A favourite of fish hobbyists since the 1970s, killifish are gaining popularity among scientists who study ageing, and dozens of labs now house them. Elderly killifish - a couple of months old - show hallmarks of ageing. Their bright scales fade and their cognition wavers; many develop tumours. Lifespan-altering experiments that take years in mice and decades in primates can be over in months in killifish, which are also more closely related to humans than are fruit flies, nematodes and other short-lived lab organisms popular in ageing research. "It turns out to be the shortest-lived vertebrate that can be raised in captivity."

The turquoise killifish genome contains several clues to its peculiar, fleeting life. Valenzano and his colleagues found that variations in genes involved in nutrient sensing, DNA repair and ageing have been selected for during its evolutionary history. Such genes might prove instructive for ageing in longer-lived animals. One such is IGF1R, which has been linked to extreme longevity in bowhead whales, naked mole-rats and Brandt's bat. Genes linked to IGF1R vary between an extremely short-lived killifish lab strain and a wild variety that can live for twice as long. A similar difference between short-lived and longer-lived strains was also seen in a gene that has been linked to dementia in humans. "Maybe these genes are central hubs for regulating survival. In some species they can accelerate ageing, and in some they can slow it down."

Genetic-engineering experiments - such as creating knock-out fish that lack particular genes - are needed to confirm whether the genes pinpointed in these studies truly influence ageing. These tests are already under way. Earlier this year a team used CRISPR-Cas9 genome editing in 'proof-of-principle' experiments to alter several ageing-related genes in killifish. "We are excited at trying to make it live longer." The team is also screening drugs in killifish to see if any lengthen its lifespan or slow tissue degeneration.

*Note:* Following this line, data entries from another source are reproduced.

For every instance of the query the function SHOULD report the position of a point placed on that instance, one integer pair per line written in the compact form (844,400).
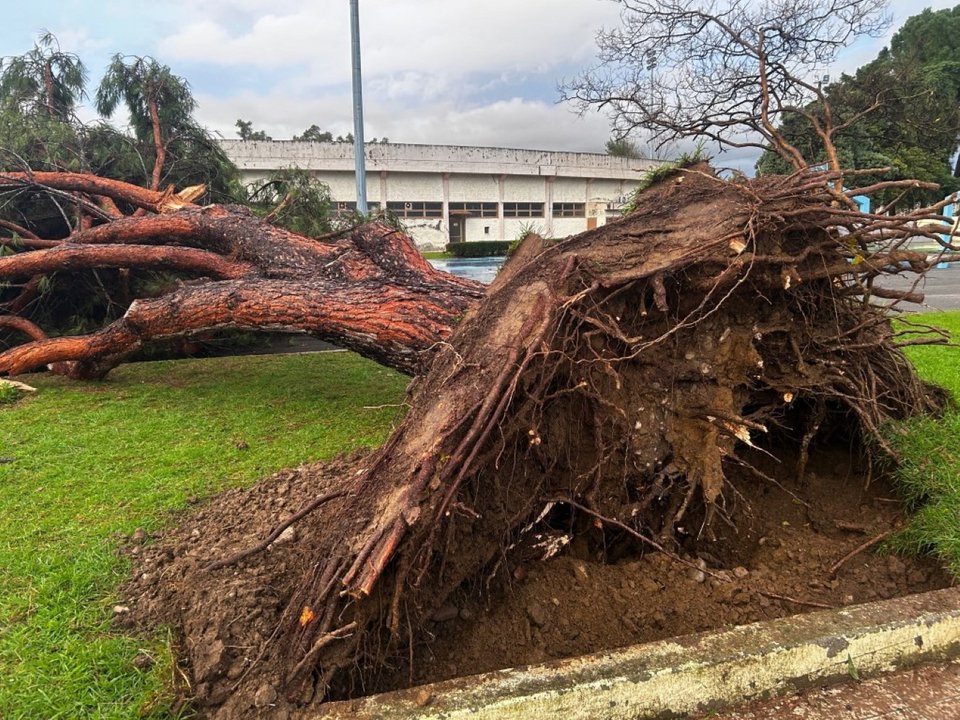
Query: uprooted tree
(617,375)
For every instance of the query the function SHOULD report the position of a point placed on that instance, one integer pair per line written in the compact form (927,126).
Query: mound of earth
(598,592)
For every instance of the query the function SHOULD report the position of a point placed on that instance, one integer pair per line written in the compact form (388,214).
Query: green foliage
(623,147)
(8,393)
(144,85)
(663,172)
(139,445)
(246,132)
(480,248)
(31,137)
(294,199)
(916,125)
(928,470)
(45,81)
(315,134)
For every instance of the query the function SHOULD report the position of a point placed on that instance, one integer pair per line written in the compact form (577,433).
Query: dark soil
(597,593)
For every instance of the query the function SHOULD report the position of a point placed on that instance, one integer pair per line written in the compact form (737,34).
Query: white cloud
(512,123)
(432,39)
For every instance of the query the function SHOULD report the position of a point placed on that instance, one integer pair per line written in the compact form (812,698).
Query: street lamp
(358,151)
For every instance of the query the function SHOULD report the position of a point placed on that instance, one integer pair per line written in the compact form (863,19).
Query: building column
(548,206)
(445,183)
(501,182)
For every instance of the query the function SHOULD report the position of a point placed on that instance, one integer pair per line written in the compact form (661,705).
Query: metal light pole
(358,151)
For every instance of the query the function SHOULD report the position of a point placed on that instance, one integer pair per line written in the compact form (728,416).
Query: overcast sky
(434,71)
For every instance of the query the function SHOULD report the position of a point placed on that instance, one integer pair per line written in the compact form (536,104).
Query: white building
(447,193)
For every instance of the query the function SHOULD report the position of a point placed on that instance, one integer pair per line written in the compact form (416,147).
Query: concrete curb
(694,673)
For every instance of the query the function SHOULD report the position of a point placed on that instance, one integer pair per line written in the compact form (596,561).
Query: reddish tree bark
(368,289)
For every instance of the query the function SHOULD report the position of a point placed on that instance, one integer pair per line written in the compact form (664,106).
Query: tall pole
(358,109)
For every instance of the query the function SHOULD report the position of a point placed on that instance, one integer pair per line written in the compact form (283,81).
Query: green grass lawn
(82,462)
(930,456)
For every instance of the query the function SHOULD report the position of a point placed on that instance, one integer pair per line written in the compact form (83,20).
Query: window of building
(475,209)
(523,209)
(416,209)
(569,209)
(347,206)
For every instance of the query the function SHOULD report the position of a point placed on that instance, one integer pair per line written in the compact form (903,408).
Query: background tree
(907,102)
(160,103)
(44,79)
(314,134)
(623,147)
(31,138)
(246,132)
(731,71)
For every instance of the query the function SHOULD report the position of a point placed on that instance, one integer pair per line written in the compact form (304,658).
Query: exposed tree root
(620,369)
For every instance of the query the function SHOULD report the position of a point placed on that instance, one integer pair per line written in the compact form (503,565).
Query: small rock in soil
(143,662)
(537,615)
(446,612)
(288,535)
(896,566)
(265,696)
(698,575)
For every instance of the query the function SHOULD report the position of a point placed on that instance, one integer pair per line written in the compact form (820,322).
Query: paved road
(941,288)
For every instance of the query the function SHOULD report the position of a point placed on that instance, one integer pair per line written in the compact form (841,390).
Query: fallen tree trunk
(367,289)
(613,377)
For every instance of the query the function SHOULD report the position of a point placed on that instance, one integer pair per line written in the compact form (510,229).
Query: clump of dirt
(599,592)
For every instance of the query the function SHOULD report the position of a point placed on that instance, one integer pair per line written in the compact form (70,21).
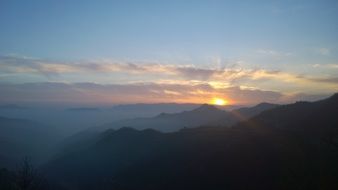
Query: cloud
(274,53)
(323,51)
(91,93)
(326,66)
(153,72)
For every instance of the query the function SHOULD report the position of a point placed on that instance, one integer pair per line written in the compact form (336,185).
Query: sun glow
(219,102)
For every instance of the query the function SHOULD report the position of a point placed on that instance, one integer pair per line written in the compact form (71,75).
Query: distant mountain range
(21,137)
(200,116)
(287,147)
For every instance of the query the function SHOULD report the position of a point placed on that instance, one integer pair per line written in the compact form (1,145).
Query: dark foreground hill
(289,147)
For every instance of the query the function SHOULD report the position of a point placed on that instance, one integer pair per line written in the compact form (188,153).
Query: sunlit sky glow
(110,52)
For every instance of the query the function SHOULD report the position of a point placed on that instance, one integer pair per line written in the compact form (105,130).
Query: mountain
(200,116)
(248,112)
(288,147)
(20,138)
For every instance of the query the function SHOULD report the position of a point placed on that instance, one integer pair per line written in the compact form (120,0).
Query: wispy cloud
(154,72)
(91,93)
(323,51)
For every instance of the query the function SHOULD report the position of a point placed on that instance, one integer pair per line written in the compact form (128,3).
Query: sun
(219,102)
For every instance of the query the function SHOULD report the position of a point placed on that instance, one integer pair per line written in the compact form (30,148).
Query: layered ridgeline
(288,147)
(21,138)
(205,115)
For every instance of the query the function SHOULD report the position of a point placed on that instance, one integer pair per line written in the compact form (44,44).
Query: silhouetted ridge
(206,108)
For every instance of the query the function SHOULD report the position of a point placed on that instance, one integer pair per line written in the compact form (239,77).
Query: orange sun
(219,102)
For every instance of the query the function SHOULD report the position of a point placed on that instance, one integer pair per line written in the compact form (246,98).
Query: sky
(184,51)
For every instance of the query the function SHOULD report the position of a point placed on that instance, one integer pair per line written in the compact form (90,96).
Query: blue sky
(56,41)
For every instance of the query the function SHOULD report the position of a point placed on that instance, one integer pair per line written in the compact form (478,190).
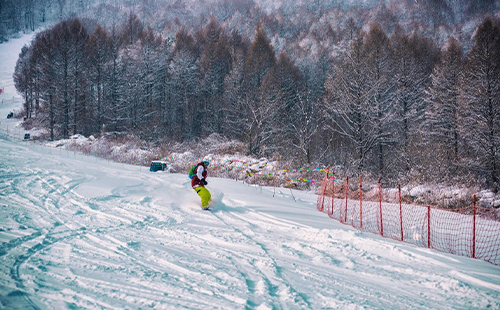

Link: http://www.nature.com/news/short-lived-fish-may-hold-clues-to-human-ageing-1.18945

Comments

Summary : IGF1r is responsible and IGF/GH are bad in GHKO mouse and other growth hormone deprived *mouse* specie...not humans who benefit in a controlled dosage (in the brain. centenarians have higher IGF/r in brain, those with dementia (who die younger) have low brain IGFr). Killifish just helps kill this
hormones good/bad doubt.

"Maybe these genes are central hubs for regulating survival.
In some species they can accelerate ageing, and in some they can slow it down."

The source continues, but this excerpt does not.